C’est à Alan qu’il faut poser la question, tout simplement parce que c’est lui qui écrit les paroles. Dark Revolution fait juste le bilan du monde dans lequel nous vivons. L’opinion du peuple n’est plus respectée et les politiciens continuent de faire la leçon aux plus modestes… Les riches s’enrichissent, les pauvres s’appauvrissent, et nous voulons dénoncer tout cela par le biais de ce nouvel album. Les inégalités sociales sont toujours plus flagrantes, mais je ne saurais te dire ce qui pourra faire changer la donne. Comment faire confiance à tous ceux qui nous gouvernent aujourd’hui ? Tout ce qu’ils font, c’est multiplier les promesses de campagne, qui sont finalement des mensonges, pour gagner la confiance de leurs électeurs. Ils sont tous corrompus. Dark Revolution nous invite à briser ces chaînes et appelle les gens à se révolter, à s’indigner.
Tokyo Blade reste et restera à nos yeux l’une des formations phares de la NWOBHM, même si vous êtes arrivés un peu avant la fin du mouvement. Penses-tu que cette musique peut encore intéresser une jeune audience ?

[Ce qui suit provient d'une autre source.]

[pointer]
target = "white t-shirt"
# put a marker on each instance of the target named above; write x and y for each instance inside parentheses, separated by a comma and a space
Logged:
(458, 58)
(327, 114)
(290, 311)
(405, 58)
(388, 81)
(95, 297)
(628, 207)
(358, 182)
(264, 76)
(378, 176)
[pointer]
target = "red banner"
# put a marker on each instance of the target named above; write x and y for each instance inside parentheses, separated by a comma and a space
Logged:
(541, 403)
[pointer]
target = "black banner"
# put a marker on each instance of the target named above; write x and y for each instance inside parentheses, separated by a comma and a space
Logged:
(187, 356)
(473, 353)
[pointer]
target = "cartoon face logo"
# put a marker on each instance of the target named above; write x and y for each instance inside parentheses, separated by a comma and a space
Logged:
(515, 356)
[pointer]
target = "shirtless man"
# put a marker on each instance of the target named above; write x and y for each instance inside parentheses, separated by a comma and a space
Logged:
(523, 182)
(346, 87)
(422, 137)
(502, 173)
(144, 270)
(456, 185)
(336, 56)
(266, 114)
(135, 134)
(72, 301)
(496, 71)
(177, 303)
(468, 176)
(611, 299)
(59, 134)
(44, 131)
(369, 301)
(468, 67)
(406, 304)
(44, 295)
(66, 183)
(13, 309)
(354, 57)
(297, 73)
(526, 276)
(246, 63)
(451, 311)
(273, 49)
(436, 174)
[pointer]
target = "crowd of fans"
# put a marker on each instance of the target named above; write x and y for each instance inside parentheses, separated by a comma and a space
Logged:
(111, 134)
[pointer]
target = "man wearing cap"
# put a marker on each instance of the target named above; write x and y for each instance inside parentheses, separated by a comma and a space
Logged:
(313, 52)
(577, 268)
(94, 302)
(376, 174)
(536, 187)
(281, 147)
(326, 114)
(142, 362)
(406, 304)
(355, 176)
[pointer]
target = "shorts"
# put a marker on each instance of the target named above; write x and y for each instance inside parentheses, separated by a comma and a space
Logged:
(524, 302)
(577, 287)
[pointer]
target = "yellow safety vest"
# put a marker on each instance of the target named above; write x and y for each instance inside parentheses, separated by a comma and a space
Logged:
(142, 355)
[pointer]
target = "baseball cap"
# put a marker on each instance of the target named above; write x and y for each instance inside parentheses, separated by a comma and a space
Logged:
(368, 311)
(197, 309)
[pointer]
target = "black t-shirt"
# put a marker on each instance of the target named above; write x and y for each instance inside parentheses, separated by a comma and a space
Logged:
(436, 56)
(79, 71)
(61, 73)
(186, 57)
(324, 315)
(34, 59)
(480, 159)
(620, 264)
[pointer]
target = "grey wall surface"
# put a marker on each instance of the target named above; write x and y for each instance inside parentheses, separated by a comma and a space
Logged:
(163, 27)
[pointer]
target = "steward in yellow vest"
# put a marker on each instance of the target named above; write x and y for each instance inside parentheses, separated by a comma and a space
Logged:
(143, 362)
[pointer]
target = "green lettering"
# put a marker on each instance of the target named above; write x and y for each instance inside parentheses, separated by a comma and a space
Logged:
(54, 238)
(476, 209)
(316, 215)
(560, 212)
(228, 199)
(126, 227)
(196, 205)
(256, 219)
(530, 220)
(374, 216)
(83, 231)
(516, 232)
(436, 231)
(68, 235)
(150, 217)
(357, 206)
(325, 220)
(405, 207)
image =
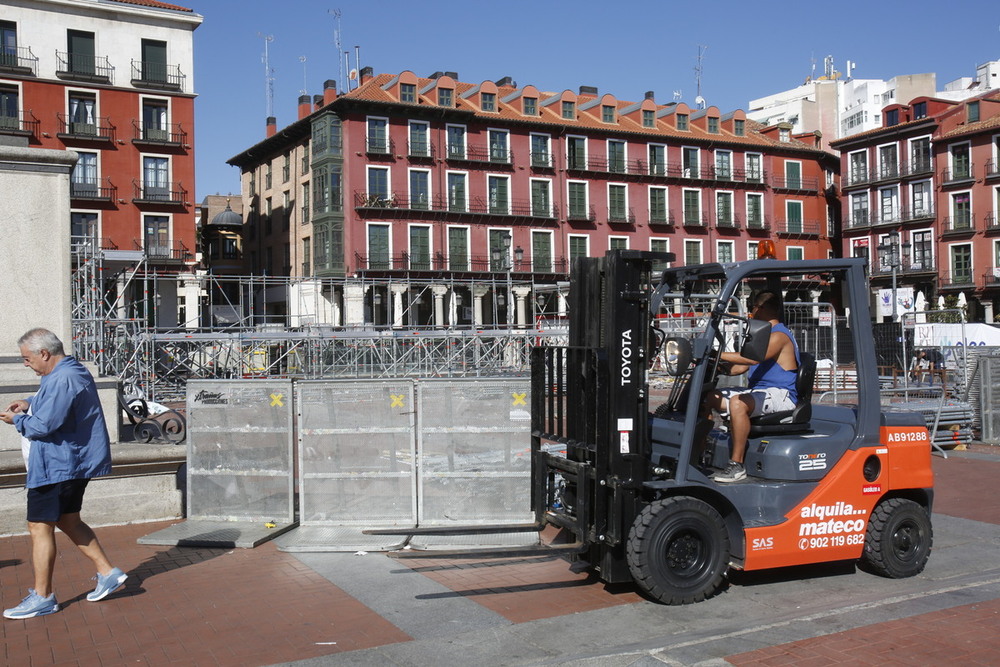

Je suis très fier d’avoir pu appartenir à ce mouvement. Aussi, je suis toujours aussi surpris de voir que beaucoup de jeunes continuent de s’intéresser à notre musique. Certains d’entre eux portent le t-shirt Tokyo Blade, ont le patch du groupe sur leur veste. Et c’est vraiment fantastique à voir ! D’ailleurs, sans des personnes comme toi, comme vous, sans nos fans, le groupe n’aurait plus de raison d’exister. Si les gens ne s’intéressaient pas à nous, à quoi nous servirait-il de continuer ? C’est toute cette reconnaissance qui nous aide à entretenir la flamme, à continuer à faire ce que nous savons faire de mieux. En tout cas, je serai toujours aussi reconnaissant envers tous ceux qui prennent encore le temps de s’intéresser à nous, et j’espère qu’ils prendront autant de plaisir à écouter ce nouvel album que nous en avons eu à le concevoir.
Tokyo Blade, c’est :
Steve Pierce : Batterie
Andy Boulton : Guitare
Alan Marsh : Chant
John Wiggins : Guitare
Andy Wrighton : Basse
Discographie :
Tokyo Blade (1983)
Night of The Blade (1984)
Blackhearts & Jaded Spades (1985)
Ain’t Misbehavin’… (1987)
No Remorse (1989)
Burning Down Paradise (1995)
Pumphouse (1998)
Thousand Men Strong (2011)
Unbroken (2018)
Dark Revolution (2020)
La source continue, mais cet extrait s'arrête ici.